Sesame Saturday: Rebuilding my Bert and Ernie archive, one week at a time

Sesame Street is special to me.  Way back in the day, before the capability to call up virtually every Muppet performance ever done with the click of a mouse, Sesame Street was the most reliable–and sometimes only–source of Muppet content available to me.  Even after I learned to read and count, I continued watching it when I could–i.e., whenever I wasn’t in school–for several years.

In fact, there was a brief span of time when I had started school but my younger brother hadn’t yet–he is two and a half years younger than me–and he would watch Sesame Street while I was at school and then report to me what had happened when I got home. I don’t think I asked him to do that either; he just knew I would be interested.  I remember him singing me a song that Don Music had apparently sung that day, of which the title and only lyric seemed to be “You’ll be so flabbergasted!”  

(Since the advent of YouTube, I’ve been looking for that clip ever since, to no avail.  I don’t suppose anyone out there has access to it, do you?  If someone could get it to me, I’d be eternally grateful–just so I know that I didn’t dream it.)  Thank you to reader/commenter Mike, who was able to find the clip on YouTube and was gracious enough to share it.  Check it out below:

It’s always interesting to me to find out what other people’s favorite Muppet/Sesame Street characters are, and why.  I think it oftentimes reveals a lot about the person because we tend to project our own characteristics and traits onto the Muppets with which we identify.  For example, Street Gang author Michael Davis sees Grover as a middle child because Davis, himself, is a middle child and identified Grover’s…persistence as an expression of the middle child’s desperation for parental attention.  That raises the question of who/where Grover’s other siblings are, but it doesn’t really matter; Davis needs Grover to be a middle child, and so Grover is a middle child for him.  The Muppets are kind of like Batman in that respect; they can be whatever we need them to be.

As for me, my favorite Sesame Street characters are Bert and Ernie, because they remind me so much of myself and my older sister.  
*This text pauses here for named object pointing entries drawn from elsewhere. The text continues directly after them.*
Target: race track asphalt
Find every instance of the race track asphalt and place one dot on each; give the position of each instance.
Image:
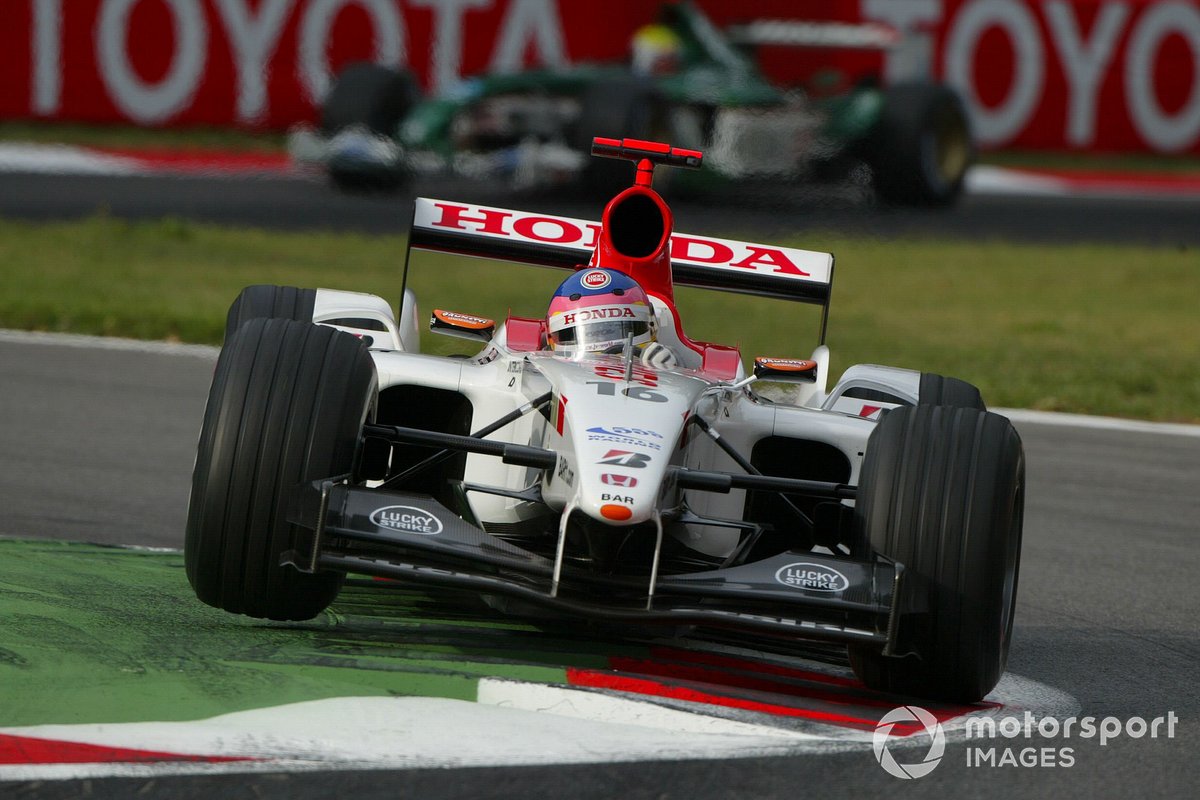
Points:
(766, 210)
(97, 446)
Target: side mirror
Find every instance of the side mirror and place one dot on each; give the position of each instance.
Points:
(785, 371)
(453, 323)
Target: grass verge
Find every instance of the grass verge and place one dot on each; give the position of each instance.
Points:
(1075, 328)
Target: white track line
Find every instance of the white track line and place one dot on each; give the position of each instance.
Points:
(210, 353)
(108, 343)
(64, 160)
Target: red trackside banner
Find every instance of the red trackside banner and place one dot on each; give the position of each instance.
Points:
(1093, 74)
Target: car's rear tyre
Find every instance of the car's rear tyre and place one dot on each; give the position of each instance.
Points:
(942, 491)
(270, 302)
(940, 390)
(375, 100)
(287, 405)
(921, 149)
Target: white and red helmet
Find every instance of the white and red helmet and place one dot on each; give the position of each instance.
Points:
(598, 310)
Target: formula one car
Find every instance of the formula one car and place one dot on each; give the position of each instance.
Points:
(688, 83)
(595, 462)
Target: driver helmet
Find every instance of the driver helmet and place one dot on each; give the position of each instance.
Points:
(595, 310)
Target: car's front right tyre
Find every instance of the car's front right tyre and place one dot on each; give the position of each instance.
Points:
(287, 407)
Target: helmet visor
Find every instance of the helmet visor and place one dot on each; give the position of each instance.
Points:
(601, 335)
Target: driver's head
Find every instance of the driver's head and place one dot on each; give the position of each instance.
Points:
(597, 310)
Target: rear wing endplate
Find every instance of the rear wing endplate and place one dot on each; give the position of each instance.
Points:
(565, 242)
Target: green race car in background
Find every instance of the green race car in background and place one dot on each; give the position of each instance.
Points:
(688, 83)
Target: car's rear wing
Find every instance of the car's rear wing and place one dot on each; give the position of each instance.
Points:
(547, 240)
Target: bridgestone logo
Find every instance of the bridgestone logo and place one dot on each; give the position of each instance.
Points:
(408, 519)
(813, 577)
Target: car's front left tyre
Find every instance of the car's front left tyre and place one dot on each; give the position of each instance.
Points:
(287, 407)
(942, 492)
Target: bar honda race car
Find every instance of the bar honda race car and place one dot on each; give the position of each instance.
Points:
(883, 513)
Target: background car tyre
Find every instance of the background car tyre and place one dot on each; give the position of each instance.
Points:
(618, 109)
(369, 95)
(373, 100)
(270, 302)
(921, 148)
(942, 491)
(287, 405)
(940, 390)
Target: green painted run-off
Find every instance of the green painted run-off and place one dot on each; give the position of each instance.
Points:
(91, 633)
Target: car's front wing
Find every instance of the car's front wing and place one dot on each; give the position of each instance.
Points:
(414, 539)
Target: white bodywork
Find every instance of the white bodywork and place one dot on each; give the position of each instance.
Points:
(617, 426)
(615, 429)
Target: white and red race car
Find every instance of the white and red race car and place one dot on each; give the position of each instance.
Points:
(883, 513)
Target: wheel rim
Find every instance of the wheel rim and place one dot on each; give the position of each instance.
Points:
(951, 148)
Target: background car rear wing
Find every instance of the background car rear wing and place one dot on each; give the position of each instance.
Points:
(549, 240)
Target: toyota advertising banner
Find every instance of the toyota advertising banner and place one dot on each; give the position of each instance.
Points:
(1092, 74)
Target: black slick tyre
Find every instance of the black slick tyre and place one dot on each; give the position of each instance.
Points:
(270, 302)
(942, 491)
(940, 390)
(287, 405)
(921, 148)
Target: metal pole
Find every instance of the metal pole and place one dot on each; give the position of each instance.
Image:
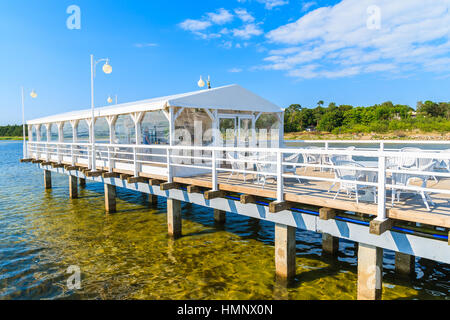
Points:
(93, 118)
(23, 123)
(382, 187)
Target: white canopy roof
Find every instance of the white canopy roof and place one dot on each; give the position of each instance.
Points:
(232, 97)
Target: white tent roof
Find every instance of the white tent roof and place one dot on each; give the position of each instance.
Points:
(232, 97)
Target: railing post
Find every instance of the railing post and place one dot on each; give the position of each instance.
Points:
(89, 154)
(214, 171)
(280, 182)
(109, 159)
(381, 187)
(72, 156)
(169, 167)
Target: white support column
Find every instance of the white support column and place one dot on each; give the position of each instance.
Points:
(381, 188)
(171, 139)
(74, 124)
(60, 140)
(215, 186)
(47, 126)
(285, 246)
(281, 131)
(280, 186)
(112, 132)
(174, 217)
(370, 272)
(91, 139)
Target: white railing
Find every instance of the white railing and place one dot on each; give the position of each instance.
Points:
(262, 163)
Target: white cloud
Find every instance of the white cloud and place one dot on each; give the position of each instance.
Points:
(221, 17)
(307, 5)
(244, 15)
(195, 25)
(335, 41)
(145, 45)
(247, 31)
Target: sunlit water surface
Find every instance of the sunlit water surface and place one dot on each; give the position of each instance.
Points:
(128, 255)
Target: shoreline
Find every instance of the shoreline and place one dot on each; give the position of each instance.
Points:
(344, 136)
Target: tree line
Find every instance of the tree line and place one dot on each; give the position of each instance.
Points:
(429, 116)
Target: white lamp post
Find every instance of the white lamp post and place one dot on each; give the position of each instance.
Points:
(201, 83)
(33, 94)
(106, 69)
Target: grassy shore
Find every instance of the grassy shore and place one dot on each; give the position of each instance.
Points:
(400, 135)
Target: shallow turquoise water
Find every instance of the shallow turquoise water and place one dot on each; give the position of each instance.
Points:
(129, 256)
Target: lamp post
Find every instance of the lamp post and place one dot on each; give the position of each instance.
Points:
(109, 100)
(201, 83)
(33, 94)
(106, 69)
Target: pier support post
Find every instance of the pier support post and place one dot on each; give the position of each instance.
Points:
(73, 187)
(174, 217)
(284, 251)
(152, 199)
(110, 198)
(405, 264)
(370, 272)
(47, 179)
(330, 244)
(219, 216)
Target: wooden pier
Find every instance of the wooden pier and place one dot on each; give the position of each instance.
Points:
(223, 149)
(327, 221)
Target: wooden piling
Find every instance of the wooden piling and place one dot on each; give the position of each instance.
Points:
(174, 217)
(284, 251)
(47, 179)
(370, 272)
(110, 198)
(378, 227)
(246, 198)
(193, 189)
(219, 216)
(152, 199)
(73, 187)
(209, 195)
(275, 207)
(405, 264)
(327, 213)
(330, 244)
(169, 185)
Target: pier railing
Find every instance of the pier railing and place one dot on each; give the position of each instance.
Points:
(280, 170)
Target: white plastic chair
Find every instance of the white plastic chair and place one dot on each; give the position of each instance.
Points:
(446, 161)
(266, 171)
(236, 166)
(294, 159)
(310, 157)
(352, 175)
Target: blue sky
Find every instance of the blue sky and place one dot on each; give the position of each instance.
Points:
(288, 51)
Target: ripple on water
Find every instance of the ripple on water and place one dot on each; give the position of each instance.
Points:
(128, 255)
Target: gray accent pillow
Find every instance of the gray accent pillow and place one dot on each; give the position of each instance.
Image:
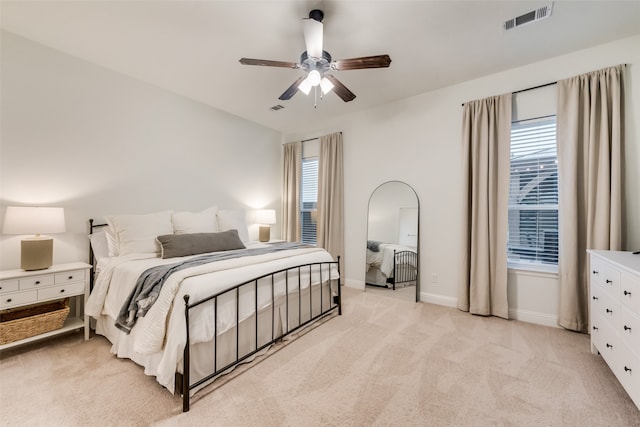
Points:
(174, 245)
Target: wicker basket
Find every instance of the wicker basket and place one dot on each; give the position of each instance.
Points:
(24, 322)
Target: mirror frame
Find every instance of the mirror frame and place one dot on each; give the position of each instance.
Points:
(418, 231)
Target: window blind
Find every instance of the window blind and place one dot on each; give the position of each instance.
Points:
(533, 193)
(309, 200)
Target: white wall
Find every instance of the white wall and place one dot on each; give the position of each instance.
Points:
(97, 142)
(417, 140)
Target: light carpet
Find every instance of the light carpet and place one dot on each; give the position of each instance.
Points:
(384, 362)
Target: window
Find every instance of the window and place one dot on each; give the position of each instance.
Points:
(309, 200)
(533, 195)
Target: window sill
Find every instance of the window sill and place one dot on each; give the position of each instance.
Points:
(533, 269)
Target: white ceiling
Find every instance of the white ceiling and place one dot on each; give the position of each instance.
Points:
(193, 47)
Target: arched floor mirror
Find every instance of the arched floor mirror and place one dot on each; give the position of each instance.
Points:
(393, 224)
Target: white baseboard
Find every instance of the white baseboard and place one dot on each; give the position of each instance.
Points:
(439, 299)
(543, 319)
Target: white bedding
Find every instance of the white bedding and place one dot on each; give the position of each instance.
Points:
(383, 259)
(158, 339)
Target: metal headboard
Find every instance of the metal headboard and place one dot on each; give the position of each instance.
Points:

For nine years, my sister was sort of in the catbird seat in our family; being the youngest child and the only girl, she had the privilege of having a bedroom all to herself, whereas the two boys had to share.  

Then I came along and ruined all that.

Not that she ever put it to me that way, but I think that may have been in her mind on occasion.   Now she was no longer the only girl and had to share her bedroom.  And even though she was (usually) accommodating and solicitous of me, I think she resented her loss of privacy–understandably so, I should say.  Not only that, but a couple years later when my younger brother was born, my sister became the middle child.  It was sort of a double-whammy.

Anyway, when I was five and my sister was fourteen, the dynamic between us could be very similar to the character dynamic between Bert and Ernie.  I never meant to be obnoxious, but I hero-worshipped my three older siblings so much that I wanted to spend all my time around them, doing what they did, which wasn’t always convenient for them.  To be fair, for the most part the three of them were very indulgent with me and didn’t mind me tagging along, but my sister’s patience with me would usually wear out right around bedtime.  Much like in Bert and Ernie sketches, I’d be all tucked into my bed, and some sort of profoundly philosophical, preschooler sort of thought would come into my head, and I’d want to talk to her about it, and–just like Bert–she would say, “Mary, go to sleeeeep!”

I’ve felt for years now that Bert and Ernie’s comedy stylings are underappreciated, so in 2013 I embarked on an endeavor to celebrate their comedic chops by posting at least one Bert and Ernie sketch in my old blog every weekday for one year.  I made a very conscientious decision to use clips from the official Sesame Street website or YouTube channel whenever possible, out of respect for their copyrights.  

Well, no good deed goes unpunished, as it turns out, because sometime in the intervening four years, the official website has been revamped and all of the links I made to their website are now dead.  So now I’m on a mission to find those clips on YouTube–whether they’re on the official Sesame Street channel or wherever they may be–and post them again.

In today’s selections, the comedy stems directly from the fact that Bert and Ernie are puppets:

ASIDE:  While on the Sesame Street YouTube channel, I took a look at the Season 47 sizzle reel.  About 30 seconds in, Grover appears to cause a snowstorm by means of a magical sneeze and says, “Snow in the fall?  How is this possible?”  It made me laugh out loud; clearly Grover has never been to South Dakota, where we routinely incorporate snow boots into our Halloween costumes.